II. Identifikasi Keputusan

1) Semakin tinggi signifikansi moral dari nilai-nilai atau standar yang


dipertaruhkan dalam konflik, semakin dibenarkan untuk mendesak agar sesuai
dengan pandangannya, terutama ketika tampaknya isu-isu tersebut kurang
penting bagi pihak lain yang berkonflik.

2) Semakin sedikit signifikansi moral, semakin seseorang dibenarkan dalam


mengakomodasi atau berkompromi, terutama ketika isu tersebut tampaknya
sangat signifikan bagi pihak lain yang berkonflik.

3) Sedapat mungkin posisi pihak lain, terutama bila mewakili nilai-nilai


fundamental budaya, harus diperlakukan dengan hormat sepenuhnya. Ini
membutuhkan pendengaran yang cermat, empati, dan upaya untuk memahami
prioritas nilai pihak lain dalam konflik.

4) Sedapat mungkin kebebasan dan otonomi mereka yang berbeda harus


dihormati.

III. Analisis Masalah

Ada beberapa keterbatasan penelitian yang melarang kesimpulan tegas.
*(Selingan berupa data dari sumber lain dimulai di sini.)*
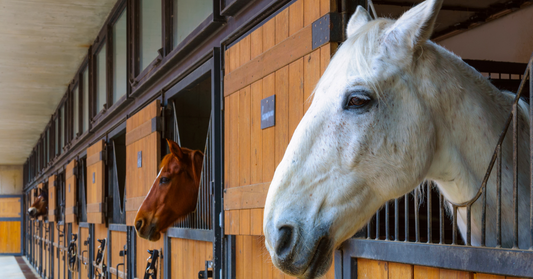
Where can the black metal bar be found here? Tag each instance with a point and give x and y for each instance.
(429, 217)
(396, 220)
(454, 229)
(515, 173)
(510, 262)
(406, 216)
(531, 161)
(499, 196)
(484, 218)
(441, 219)
(468, 225)
(387, 235)
(377, 224)
(417, 217)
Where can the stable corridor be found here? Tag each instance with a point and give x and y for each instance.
(16, 268)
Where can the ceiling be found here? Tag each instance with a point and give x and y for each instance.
(43, 42)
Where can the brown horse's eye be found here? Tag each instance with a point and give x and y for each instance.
(358, 101)
(164, 180)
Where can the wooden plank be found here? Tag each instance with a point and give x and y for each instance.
(244, 136)
(246, 197)
(257, 263)
(248, 256)
(10, 241)
(256, 42)
(311, 11)
(282, 114)
(234, 141)
(455, 274)
(424, 272)
(326, 52)
(10, 207)
(239, 257)
(282, 25)
(269, 166)
(296, 95)
(488, 276)
(244, 228)
(234, 57)
(400, 271)
(271, 60)
(256, 219)
(372, 269)
(256, 137)
(269, 34)
(311, 76)
(296, 17)
(235, 221)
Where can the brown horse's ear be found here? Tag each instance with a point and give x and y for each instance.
(175, 149)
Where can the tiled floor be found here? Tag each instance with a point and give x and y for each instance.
(15, 268)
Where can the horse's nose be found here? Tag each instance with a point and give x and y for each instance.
(138, 225)
(283, 242)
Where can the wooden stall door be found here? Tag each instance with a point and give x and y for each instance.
(95, 183)
(278, 58)
(52, 198)
(71, 192)
(143, 154)
(10, 225)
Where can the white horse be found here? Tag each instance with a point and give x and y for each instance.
(391, 111)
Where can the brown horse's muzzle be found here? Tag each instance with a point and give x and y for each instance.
(147, 229)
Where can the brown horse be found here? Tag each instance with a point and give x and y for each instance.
(40, 205)
(173, 194)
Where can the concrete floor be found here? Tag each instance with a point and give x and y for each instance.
(10, 268)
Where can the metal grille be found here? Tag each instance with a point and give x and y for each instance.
(201, 218)
(425, 216)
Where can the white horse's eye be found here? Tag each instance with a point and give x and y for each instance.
(357, 102)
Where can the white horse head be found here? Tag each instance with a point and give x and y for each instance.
(390, 111)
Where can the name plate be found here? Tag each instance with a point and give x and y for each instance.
(268, 112)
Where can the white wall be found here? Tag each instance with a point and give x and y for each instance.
(10, 180)
(509, 39)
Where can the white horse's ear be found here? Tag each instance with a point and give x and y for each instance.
(358, 19)
(416, 25)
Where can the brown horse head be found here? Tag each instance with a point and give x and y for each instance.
(40, 205)
(174, 193)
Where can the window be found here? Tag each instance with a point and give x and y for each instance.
(150, 30)
(75, 111)
(187, 16)
(120, 44)
(117, 176)
(101, 79)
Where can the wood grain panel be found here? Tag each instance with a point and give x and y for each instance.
(256, 137)
(10, 207)
(372, 269)
(282, 114)
(10, 232)
(400, 271)
(244, 136)
(273, 59)
(424, 272)
(52, 198)
(140, 179)
(71, 192)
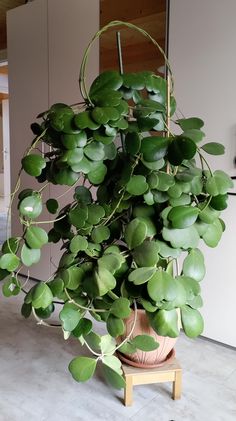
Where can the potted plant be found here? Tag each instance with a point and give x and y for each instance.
(143, 197)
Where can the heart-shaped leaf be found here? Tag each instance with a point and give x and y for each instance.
(137, 185)
(214, 148)
(135, 233)
(30, 256)
(33, 164)
(162, 286)
(183, 216)
(36, 237)
(194, 266)
(141, 275)
(121, 308)
(31, 206)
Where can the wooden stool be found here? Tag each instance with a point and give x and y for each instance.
(170, 372)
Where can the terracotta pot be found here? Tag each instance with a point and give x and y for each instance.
(165, 352)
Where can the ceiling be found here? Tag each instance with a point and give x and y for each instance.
(6, 5)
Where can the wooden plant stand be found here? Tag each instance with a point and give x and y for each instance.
(169, 372)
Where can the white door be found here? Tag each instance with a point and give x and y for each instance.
(202, 38)
(6, 151)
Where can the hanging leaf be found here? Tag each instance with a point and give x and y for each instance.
(135, 233)
(105, 281)
(31, 206)
(181, 238)
(36, 237)
(141, 275)
(145, 343)
(30, 256)
(137, 185)
(181, 148)
(33, 164)
(194, 266)
(154, 148)
(162, 286)
(100, 234)
(165, 323)
(190, 123)
(115, 326)
(41, 296)
(214, 148)
(52, 205)
(9, 261)
(82, 368)
(219, 183)
(121, 308)
(146, 254)
(183, 216)
(192, 321)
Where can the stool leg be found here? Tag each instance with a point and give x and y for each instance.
(128, 391)
(177, 385)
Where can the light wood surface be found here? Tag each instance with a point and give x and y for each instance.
(170, 372)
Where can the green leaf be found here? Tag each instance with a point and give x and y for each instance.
(113, 378)
(82, 368)
(41, 296)
(97, 175)
(52, 205)
(145, 343)
(219, 183)
(183, 216)
(190, 123)
(219, 202)
(137, 185)
(154, 148)
(83, 121)
(83, 328)
(214, 148)
(121, 308)
(78, 243)
(36, 237)
(141, 275)
(95, 151)
(146, 254)
(115, 326)
(83, 195)
(192, 321)
(109, 79)
(72, 277)
(105, 281)
(11, 287)
(10, 245)
(31, 206)
(213, 234)
(33, 164)
(194, 266)
(181, 238)
(181, 148)
(132, 143)
(135, 233)
(162, 286)
(30, 256)
(100, 234)
(165, 323)
(69, 317)
(9, 261)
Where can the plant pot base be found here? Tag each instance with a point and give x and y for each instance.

Pertama, kurangnya penugasan acak siswa untuk berbagai keahlian Kondisi mental
yang tidak seimbang mengakibatkan keterwakilan siswa dalam berbagai sel perlakuan
tidak seimbang. Misalnya, sel pelatihan memiliki proporsi mahasiswa pascasarjana
yang lebih besar. Oleh karena itu masuk akal bahwa pendidikan atau pengalaman
sebelumnya, daripada pelatihan itu sendiri, menyebabkan peningkatan kinerja dalam
sel-sel ini. Demikian juga, temuan bahwa perempuan tampil lebih baik daripada laki-
laki pada skenario etika mungkin karena representasi yang tidak proporsional di
seluruh kondisi pengobatan. Penelitian masa depan harus menggunakan penugasan
acak dari subjek individu dan kontrol lebih hati-hati untuk pengalaman sebelumnya,
pendidikan, dan jenis kelamin.

Ada juga masalah bahwa "ahli" yang mencetak kuesioner adalah penulis
pohon keputusan dan mungkin cenderung memilih tanggapan yang serupa dengan
yang disarankan oleh pohon. Untuk menghilangkan sumber bias potensial ini, akan
bermanfaat memiliki seorang ahli, akrab dengan literatur, tetapi tidak akrab dengan
pohon keputusan, mengembangkan dan menerapkan profil penilaian dan
membandingkannya dengan yang digunakan dalam penelitian ini.Ada juga potensi
kekhawatiran mengenai ukuran dependen kompleksitas, fleksibilitas, dan
kesesuaian.Meskipun ukuran ini memiliki beberapa validitas wajah, mereka adalah
ukuran baru dan oleh karena itu validitas dan reliabilitasnya terbuka untuk
dipertanyakan.Selain itu, analisis korelasi menunjukkan tingkat interkorelasi yang
tinggi di antara variabel-variabel ini.Penelitian masa depan diperlukan untuk
menyempurnakan ukuran-ukuran ini Penelitian lebih lanjut menilai efektivitas model
pohon keputusan untuk manajer berpengalaman, serta efek longitudinal pelatihan juga
akan berharga.

IV. Pemecahan Masalah/ Solusi

Alternatif untuk menanggapi konflik etika lintas budaya membentuk rangkaian


dari adaptasi penuh terhadap standar etika negara tuan rumah hingga desakan penuh
pada penerapan standar negara asal. Di bawah ini adalah beberapa strategi yang dapat
digunakan ketika menghadapi konflik etika.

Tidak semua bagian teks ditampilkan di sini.